Topographic map of the moon's northern hemisphere. The false colors indicate elevation: red areas are highest and blue lowest. Credit: NASA/GSFC/MIT/SVS
Announced December 17, 2010, NASA's Lunar Reconnaissance Orbiter is doing something amazing: allowing researchers to create the most precise and complete map to date of the moon's complex, heavily cratered landscape. The Lunar Orbiter Laser Altimeter (LOLA) works by propagating a single laser pulse through a Diffractive Optical Element that splits it into five beams. These beams then strike and are backscattered from the lunar surface. From the return pulse, the LOLA electronics determines the time of flight which, accounting for the speed of light, provides a precise measurement of the range from the spacecraft to the lunar surface. Range measurements, combined with accurate tracking of the spacecraft's location, are used to build a map revealing the contours of the lunar landscape.

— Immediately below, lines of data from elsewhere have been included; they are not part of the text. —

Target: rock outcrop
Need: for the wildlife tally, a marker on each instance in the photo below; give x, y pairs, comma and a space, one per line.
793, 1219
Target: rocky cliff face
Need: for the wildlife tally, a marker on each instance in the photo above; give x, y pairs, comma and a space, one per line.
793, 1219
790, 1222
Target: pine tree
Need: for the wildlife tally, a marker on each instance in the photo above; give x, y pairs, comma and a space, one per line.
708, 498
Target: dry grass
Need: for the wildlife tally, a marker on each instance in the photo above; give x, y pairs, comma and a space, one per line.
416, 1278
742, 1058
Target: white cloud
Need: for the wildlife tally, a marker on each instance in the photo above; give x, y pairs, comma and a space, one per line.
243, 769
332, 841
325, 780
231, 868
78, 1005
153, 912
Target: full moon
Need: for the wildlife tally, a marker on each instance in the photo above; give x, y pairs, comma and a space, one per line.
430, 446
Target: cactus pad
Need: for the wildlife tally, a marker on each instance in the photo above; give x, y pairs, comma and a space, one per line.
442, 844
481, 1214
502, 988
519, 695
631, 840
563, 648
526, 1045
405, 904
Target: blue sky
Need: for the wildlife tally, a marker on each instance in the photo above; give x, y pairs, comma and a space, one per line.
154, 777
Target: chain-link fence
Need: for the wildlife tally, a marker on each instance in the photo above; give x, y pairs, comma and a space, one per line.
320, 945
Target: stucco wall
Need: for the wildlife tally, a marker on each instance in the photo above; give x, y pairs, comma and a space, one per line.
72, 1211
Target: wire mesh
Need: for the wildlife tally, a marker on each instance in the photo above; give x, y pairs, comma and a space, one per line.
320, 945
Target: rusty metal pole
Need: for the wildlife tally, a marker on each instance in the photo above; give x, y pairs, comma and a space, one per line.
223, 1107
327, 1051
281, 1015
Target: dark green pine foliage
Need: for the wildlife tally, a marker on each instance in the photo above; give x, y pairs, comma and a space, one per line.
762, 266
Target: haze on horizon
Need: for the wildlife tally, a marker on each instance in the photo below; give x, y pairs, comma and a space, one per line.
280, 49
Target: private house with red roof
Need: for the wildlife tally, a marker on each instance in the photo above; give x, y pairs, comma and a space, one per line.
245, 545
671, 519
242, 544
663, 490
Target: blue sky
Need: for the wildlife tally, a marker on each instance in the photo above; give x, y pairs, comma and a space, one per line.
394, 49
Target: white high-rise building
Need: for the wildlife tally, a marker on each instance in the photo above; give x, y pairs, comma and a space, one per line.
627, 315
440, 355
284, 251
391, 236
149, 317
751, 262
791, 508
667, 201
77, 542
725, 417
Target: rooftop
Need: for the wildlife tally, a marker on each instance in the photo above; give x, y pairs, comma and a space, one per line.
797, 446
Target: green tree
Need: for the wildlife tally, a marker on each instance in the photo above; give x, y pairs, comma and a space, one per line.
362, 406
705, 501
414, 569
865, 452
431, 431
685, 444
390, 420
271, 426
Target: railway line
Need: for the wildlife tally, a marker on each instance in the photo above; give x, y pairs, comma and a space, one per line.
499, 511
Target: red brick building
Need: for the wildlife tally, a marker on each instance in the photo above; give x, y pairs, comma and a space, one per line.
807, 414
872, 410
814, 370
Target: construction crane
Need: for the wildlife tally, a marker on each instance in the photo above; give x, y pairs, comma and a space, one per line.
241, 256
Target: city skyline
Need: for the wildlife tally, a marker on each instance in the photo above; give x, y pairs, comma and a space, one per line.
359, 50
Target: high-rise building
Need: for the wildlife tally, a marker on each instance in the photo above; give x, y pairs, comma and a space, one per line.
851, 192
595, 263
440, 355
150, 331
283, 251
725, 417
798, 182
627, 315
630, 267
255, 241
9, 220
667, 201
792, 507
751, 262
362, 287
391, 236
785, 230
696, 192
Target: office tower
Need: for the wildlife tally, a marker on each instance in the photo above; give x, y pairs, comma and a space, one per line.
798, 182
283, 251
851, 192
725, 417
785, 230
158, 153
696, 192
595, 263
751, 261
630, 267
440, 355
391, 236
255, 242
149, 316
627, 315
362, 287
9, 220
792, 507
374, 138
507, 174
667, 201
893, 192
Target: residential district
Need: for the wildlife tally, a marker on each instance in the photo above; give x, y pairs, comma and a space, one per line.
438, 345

The five beams create a two-dimensional spot pattern that reveals slopes. LOLA will also measure the spreading of the return pulse to get the surface roughness and the change in the transmitted compared to the return energy of the pulse to determine surface reflectance. The new LOLA maps are more accurate and sample more places on the lunar surface than any available before. Lunar illumination history is important for discovering areas that have been shaded for long periods. Such places, typically in deep craters near the lunar poles, act like cold storage, and are capable of accumulating and preserving volatile material like water ice. The landscape in polar craters is mysterious because their depths are often in shadow. The new LOLA dataset is illuminating details of their topography for the first time.